Monday, October 13, 2008

Analysis of national pollsters

The esteemed author of the blog asked me to give a quick rundown of the pollsters so here is a quick (and almost certainly incomprehensive) summary of the main ones. Starting with the national polls:

Gallup Daily: This is a three day tracker, (i.e. it's daily number is the average of polling taken on the previous three days), it measures registered voters rather than likely voters, (it will probably switch to likely voters after the debates) and does not weigh for party-id*, however it does have a large sample size (At least 1000 adults every day). Despite this large sample size, Gallup tends to have rather erratic individual day’s results so it probably best to look at the weekly average.

Rasmussen: This is also a three-day tracker. But unlike the Gallup daily it measures both likely voters and does weigh for party-id. It has a rather unique way of doing this, Rasmussen records the party-id numbers from the previous six weeks of polling before the party weight are applied, and then uses this average for the next week, so effectively this poll has a 6 week rolling tracker on party-id which updates every Sunday. This seems (at least to me) one of the better ways to keep track of party-id numbers. The tracker itself has a sample size of about 2500. The combination of a large sample and party weighting leads to a steady poll which does not quickly or overly reacts to individual events.

R2000: This tracker is sponsored by Daily Kos. Perhaps coincidentally, perhaps not, it has a significant democratic party leaning due to a party weighting of +9 democratic (that is there is 9% more self described democrats than republican, 35D - 26R). While this might occur if the democrats play the perfect ground game while the republicans have a terrible one, the tracker is more useful for measuring trends due to the large number of independents this poll predicts. It also has a complete breakdown of all demographics and sub-groups which I wholeheartedly approve of. It is also a likely voter poll.

Hotline: This poll should be a neutral tracker, but also one which, unfortunately does not explain it's methodology clearly. It has a small sample size and has been incredibly erratic in the last week, it moved 5 points in one day which should never happen in 3day tracker. (In a three day tracker only one third of the sample is changed every day). To start with Hotline was a registered voter poll but now has changed to a likely voter poll.

Zogby/Reuters: The most recent of the tracker. It has a moderate size about 1200LVs and also gives its results to one decimal place which is helpful. Unfortunately it weighs party-id to a very conservative +2 democratic.
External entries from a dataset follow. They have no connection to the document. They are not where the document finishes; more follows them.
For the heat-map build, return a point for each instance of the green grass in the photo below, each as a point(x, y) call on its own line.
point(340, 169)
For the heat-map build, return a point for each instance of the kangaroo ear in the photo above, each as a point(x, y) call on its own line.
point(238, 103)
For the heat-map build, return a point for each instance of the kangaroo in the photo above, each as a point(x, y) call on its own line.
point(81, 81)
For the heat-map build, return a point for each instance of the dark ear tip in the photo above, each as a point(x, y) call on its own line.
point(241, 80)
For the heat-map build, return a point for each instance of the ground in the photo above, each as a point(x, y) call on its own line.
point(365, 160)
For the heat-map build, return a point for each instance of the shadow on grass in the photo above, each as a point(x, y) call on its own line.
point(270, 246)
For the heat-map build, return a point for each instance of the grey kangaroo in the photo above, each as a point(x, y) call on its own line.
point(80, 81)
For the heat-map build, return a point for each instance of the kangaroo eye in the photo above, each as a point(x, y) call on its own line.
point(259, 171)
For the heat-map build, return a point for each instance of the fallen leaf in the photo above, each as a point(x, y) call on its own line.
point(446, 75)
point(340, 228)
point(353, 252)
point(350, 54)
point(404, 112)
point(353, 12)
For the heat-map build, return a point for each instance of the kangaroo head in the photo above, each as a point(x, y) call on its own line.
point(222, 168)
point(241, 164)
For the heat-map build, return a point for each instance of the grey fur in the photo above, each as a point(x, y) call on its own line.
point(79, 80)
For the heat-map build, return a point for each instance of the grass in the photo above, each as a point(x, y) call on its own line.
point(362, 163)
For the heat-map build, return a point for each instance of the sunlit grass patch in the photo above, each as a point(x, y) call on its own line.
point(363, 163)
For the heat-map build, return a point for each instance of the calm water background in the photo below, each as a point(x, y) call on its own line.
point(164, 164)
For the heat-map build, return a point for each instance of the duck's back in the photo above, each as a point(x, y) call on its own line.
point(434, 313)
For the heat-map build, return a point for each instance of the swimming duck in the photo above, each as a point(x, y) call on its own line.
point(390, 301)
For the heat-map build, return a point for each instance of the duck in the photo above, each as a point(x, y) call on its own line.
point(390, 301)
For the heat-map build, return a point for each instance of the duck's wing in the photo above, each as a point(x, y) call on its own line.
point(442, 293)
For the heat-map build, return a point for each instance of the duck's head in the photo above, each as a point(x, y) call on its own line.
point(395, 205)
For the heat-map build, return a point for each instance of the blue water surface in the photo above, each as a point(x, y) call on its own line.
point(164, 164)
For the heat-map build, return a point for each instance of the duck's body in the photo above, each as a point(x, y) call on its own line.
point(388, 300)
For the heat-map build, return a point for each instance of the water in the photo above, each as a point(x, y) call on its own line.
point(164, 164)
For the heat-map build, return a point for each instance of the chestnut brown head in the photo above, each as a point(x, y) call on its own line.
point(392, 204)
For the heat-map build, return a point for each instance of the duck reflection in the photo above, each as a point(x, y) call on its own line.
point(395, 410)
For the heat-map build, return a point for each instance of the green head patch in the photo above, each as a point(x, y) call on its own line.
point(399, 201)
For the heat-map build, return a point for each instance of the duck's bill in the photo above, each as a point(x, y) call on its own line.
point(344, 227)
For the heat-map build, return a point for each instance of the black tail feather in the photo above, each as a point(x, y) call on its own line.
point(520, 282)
This should give it a strong republican leaning (even more leaning/biased than the R2000/Kos poll.

GWU/Battleground: This poll has been plagued by early methodological problems. Hence it difficult to come to any particular conclusion about this poll, although in the past GWU has had a good reputation. It is a sometimes 4 day, sometimes 5 day tracker which used to but no longer weigh for party-id. It has a low sample size for individual day (200LVs) so expect it to be erratic and do not put much weight into individual days. (For further information about the early problems, here is a link)

YouGov/Economist: This is a weekly internet poll. Normally internet polls are very unreliable however YouGov has a pretty good record and reputation in Britain. The poll tends to have a relatively large number of undecideds and voter for other candidates. Hence this poll is a probably a good poll to examine the base support for each candidate but may not tell you where the leaners are going. This is the only poll which measures all adults.

ODC/Fox news: Despite their sponsor this is a relatively neutral poll, although Fox News interpretation of their poll is always amusing. (Like the You_Gov this poll has a large number of undecideds but a fairly average party weighting and moderate sample size. Note the fox poll was one of only two pollsters which had Kerry winning in their final poll in 2004.

Pew Research: This is one of the better pollsters, in 2004 they matched the final result exactly (51% Bush - 47% Kerry) and are widely respected. They do not weight their polls. The poll tends to have a good sample size (especially their final poll) and measures likely voters.

CBS & ABC/WaPost: Both these polls have relatively small sample sizes but both were near the 2004 result. Note the CBS uses RVs but ABC uses LVs

NBC/WSJ: This poll uses registered voter and like other news network this poll has a small sample, but anything poll-related that Chuck Todd associates himself with, deserves to be taken very seriously.

Democracy Corp: Despite the company being connected with the democratic party, this poll tends to lean republican due to conservative weighting on key demographics (age and party-id). However it does have one of the most detailed breakdowns on who is included in the poll together with a large amount of information about how voters view the candidates which makes for interesting reading

LA Times/Bloomberg & Newsweek: Neither of these poll weigh for party-id and became somewhat notorious during the summer for giving the number of democratic voters a huge margin over the number of republican voters and hence giving Obama large double figure leads. I would take both polls with a large pinch of salt.

*One of the most difficult decisions a pollster must make is whether to weigh for party-id, and if so at what levels should the party make-up of the electorate be. The advantage of weighing for party-id is it tends to reduce the variability of the poll, the disadvantage is the possibility of introduce a fixed bias if your numbers for the size of each party are wrong.